Monday, May 06, 2013

Lesson from the Humanities

Literature provides myriad examples of people and cultures at war or in fights, often to the death.  It's pretty clear from most of these examples that people are capable of great hatred, cruelty, and violence.  In literature, those are pretty common and, for want of a better word, acceptable.  We don't think less of epic characters for thoroughly killing their enemies.

That changes the moment the enemy is dead, however.  At that point, we see a split.

There are characters in literature who, once the enemy is dead, stop and allow whatever funerary rites are culturally appropriate, either doing these rites themselves, or allowing the dead characters family or people to perform them.  Consider, for example, Hal in 1 Henry IV, treating Hotspur's dead body with respect.  It's one sign that Hal has what it takes to be a real king (in an age of violence).  Compare that to the ways people on stage react to the reported mutilation of the bodies of the English by the Welsh women at the beginning of the play.  Think then of how vile Falstaff becomes in the moment when he mutilates Hotspur's body by wounding him in the thigh.

Or think of the beginning of "The Knight's Tale," when the mourning widows stop Theseus mid-march and ask him to make Creon allow them to bury their dead properly.  Theseus immediately goes to war and defeats Creon.

These examples are from earlier English lit, of course, but world lit is full of examples: one of the basic lessons from the humanities is that you treat the dead, even of your greatest enemy, with care and respect.

So when I read about the resistance to burying the body of Tamerlan Tsarnaev, I think about how little we (as a culture) have learned one of the basic lessons of the humanities.  (Here's a link to the Washington Post article.  In contrast, the funeral director who's taking care of the body, and his uncle  who washed and wrapped the body, these people have somehow learned that lesson.

It's not just ancient history that teaches this lesson, either.  US people get rightly mad when our dead are dragged behind trucks or mutilated, too.

I wonder when we in the US became so out of touch with basic humanity?


  1. It's really not all of us.

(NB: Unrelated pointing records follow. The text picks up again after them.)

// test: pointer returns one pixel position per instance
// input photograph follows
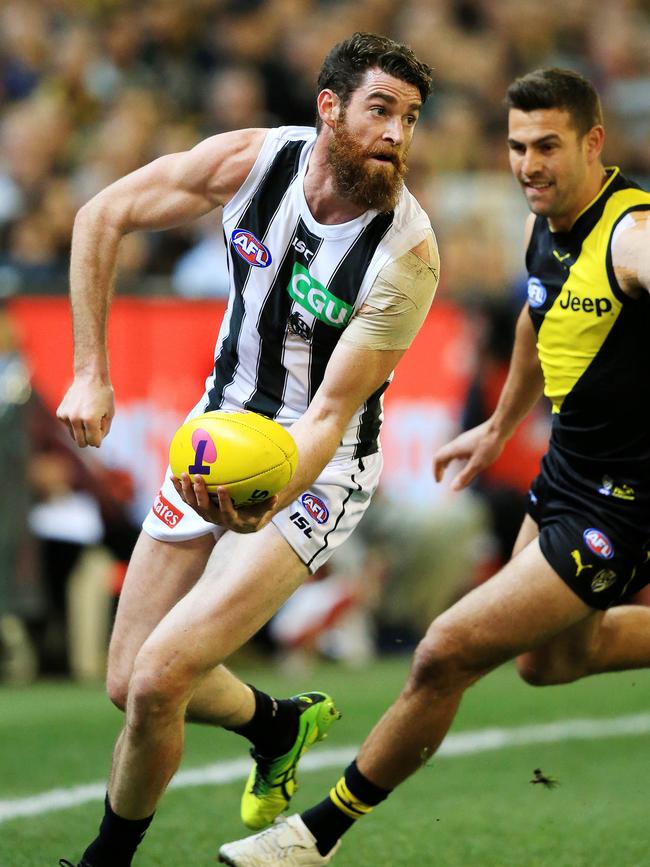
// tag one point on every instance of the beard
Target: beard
(370, 186)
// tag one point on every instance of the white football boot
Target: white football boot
(288, 843)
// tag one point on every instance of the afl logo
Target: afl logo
(250, 249)
(536, 292)
(315, 507)
(598, 543)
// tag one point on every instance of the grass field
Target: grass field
(467, 809)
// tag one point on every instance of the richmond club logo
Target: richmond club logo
(598, 543)
(251, 249)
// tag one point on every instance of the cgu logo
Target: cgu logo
(587, 305)
(598, 543)
(250, 249)
(315, 298)
(315, 507)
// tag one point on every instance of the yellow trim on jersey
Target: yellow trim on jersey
(346, 802)
(586, 308)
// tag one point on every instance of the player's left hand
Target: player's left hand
(220, 509)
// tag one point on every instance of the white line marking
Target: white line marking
(458, 744)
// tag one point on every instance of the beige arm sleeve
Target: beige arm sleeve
(398, 301)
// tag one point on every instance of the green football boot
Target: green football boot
(272, 782)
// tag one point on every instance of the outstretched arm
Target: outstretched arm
(631, 253)
(523, 387)
(167, 192)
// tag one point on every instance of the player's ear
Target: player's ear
(329, 107)
(594, 141)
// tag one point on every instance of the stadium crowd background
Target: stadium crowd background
(91, 90)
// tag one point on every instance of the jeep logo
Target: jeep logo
(315, 298)
(587, 305)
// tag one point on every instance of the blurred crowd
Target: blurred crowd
(92, 90)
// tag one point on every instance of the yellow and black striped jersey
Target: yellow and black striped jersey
(593, 340)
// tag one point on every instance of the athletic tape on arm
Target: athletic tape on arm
(397, 303)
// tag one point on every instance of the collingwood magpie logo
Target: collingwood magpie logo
(299, 327)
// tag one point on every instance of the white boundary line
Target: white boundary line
(458, 744)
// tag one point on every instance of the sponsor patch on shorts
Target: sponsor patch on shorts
(603, 580)
(315, 507)
(598, 543)
(166, 511)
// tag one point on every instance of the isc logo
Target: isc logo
(598, 543)
(300, 247)
(315, 507)
(250, 249)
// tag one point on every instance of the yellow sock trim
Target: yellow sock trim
(346, 802)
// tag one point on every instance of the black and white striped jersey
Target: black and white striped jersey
(294, 286)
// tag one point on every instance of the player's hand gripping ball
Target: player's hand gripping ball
(252, 456)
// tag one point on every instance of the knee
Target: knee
(157, 691)
(443, 662)
(549, 670)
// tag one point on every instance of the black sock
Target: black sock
(274, 725)
(350, 799)
(117, 840)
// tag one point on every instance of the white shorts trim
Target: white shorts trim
(314, 524)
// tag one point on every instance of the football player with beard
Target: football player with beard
(560, 606)
(333, 266)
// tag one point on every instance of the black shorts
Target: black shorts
(594, 532)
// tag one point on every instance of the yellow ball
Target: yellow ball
(251, 455)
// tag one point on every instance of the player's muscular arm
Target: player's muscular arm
(523, 387)
(398, 301)
(631, 253)
(169, 191)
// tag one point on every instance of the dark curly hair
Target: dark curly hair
(348, 61)
(557, 88)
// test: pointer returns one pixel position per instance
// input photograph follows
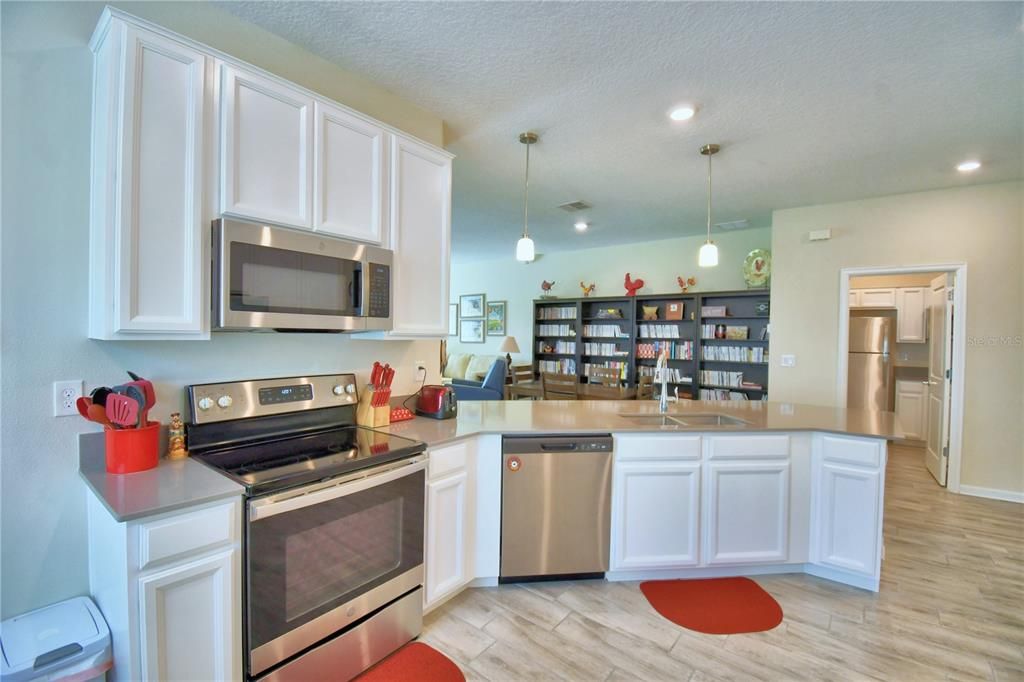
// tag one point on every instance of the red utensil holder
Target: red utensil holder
(129, 451)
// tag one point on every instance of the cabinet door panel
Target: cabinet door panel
(266, 164)
(655, 515)
(189, 620)
(350, 181)
(748, 512)
(160, 236)
(849, 510)
(421, 190)
(446, 530)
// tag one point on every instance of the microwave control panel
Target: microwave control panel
(379, 294)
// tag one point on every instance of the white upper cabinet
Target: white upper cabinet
(147, 222)
(910, 310)
(421, 228)
(266, 165)
(350, 183)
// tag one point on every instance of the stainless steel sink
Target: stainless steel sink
(702, 419)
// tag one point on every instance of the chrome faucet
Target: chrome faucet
(660, 373)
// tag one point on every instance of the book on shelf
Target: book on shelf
(657, 331)
(557, 367)
(677, 349)
(556, 313)
(555, 330)
(608, 331)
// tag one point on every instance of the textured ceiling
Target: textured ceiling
(812, 102)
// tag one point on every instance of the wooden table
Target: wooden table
(587, 391)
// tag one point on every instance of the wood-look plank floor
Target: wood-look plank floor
(950, 607)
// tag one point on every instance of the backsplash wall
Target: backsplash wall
(46, 94)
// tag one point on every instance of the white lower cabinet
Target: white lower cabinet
(747, 511)
(655, 515)
(187, 622)
(170, 588)
(846, 523)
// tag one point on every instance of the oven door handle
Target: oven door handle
(286, 502)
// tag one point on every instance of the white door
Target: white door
(266, 160)
(747, 511)
(848, 517)
(910, 409)
(655, 515)
(190, 621)
(350, 183)
(160, 233)
(910, 314)
(939, 364)
(446, 530)
(421, 194)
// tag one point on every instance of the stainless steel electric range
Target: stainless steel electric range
(333, 568)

I find it some comfort to remember that it's a small (and noisy) minority that is saying all these horrible and vile things.

    Sadly, that minority did elect a horrible administration that ruled our country for eight years, and those eight years have left a lasting legacy. So I don't know how much comfort that is.

  2. Anonymous10:12 AM

    I wish I was teaching Antigone this semester.

  3. Oh, I was just thinking the same thing when I saw that story. Respect for the dead is one of the basic principles of human society.